Fact Is The Conservatives Are Detached From Canadians

While the Conservatives coldly base policy on theory and ignore the most important factor, people; their latest move has hurt Canadians unnecessarily hard. Yesterday the Conservatives attempted to fix income trusts; their maneuver however impacted working Canadians, middle-class Canadians to a greater extent then the upper-classes.

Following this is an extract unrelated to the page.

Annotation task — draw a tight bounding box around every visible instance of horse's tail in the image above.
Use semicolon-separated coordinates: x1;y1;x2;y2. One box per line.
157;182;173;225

Gerard Kennedy has devoted himself to showing the faults with this government, while others advertise themselves, Gerard sees the priority in attacking Stephen Harper. Kennedy doesn't attack the Conservatives because of partisanship, he attacks them because their wrong. As with this situation, the Conservatives first lied about their intentions. At gerardkennedy.ca it is clear Harper misled Canadians:
In a 2005 National Post editorial, Harper wrote," As my party's finance critic, Monte Solberg, says, the success of income trusts represents a rare triumph for investors over the tax man. Let's not be so naive as to assume that the Liberals will do the right thing to protect taxpayers. We'll need to fight hard to keep what we have, and even harder to gain ground."

Canadians relied on the Conservatives word to their financial detriment. They broke a key election promise and are serving up the same old game of over- promising and under-delivering. Canadians deserve better.

Now as the government, the Conservatives did a 180 degree turn and devastated income trusts.

This change has hurt Canadians, something the Conservatives either ignored or didn't comprehend in their planning.
he Harper government's income trust cure falls disproportionately and unfairly on fixed income Canadians. Today, thousands of individuals suffered a large, permanent loss in their hard-earned savings as a reward for following the rules of the day and after a commitment from the Conservatives that no changes would be made.

Not only does the Conservatives strategy hurt Canadians directly but it also could have an impact on investor confidence; the impacts of this policy are yet to be fully realized.

One thing is for sure though, and that is this damage could have been lessened by an implementation of a gradual system of introducing reforms to the income trust operations. A gradual introduction would have minimalized any pain felt by middle-class investors and aided Canadians in adapting to the change.

Appearantly Stephen Harper thinks Canadians should just deal with it. I think we should deal with Stephen harper first.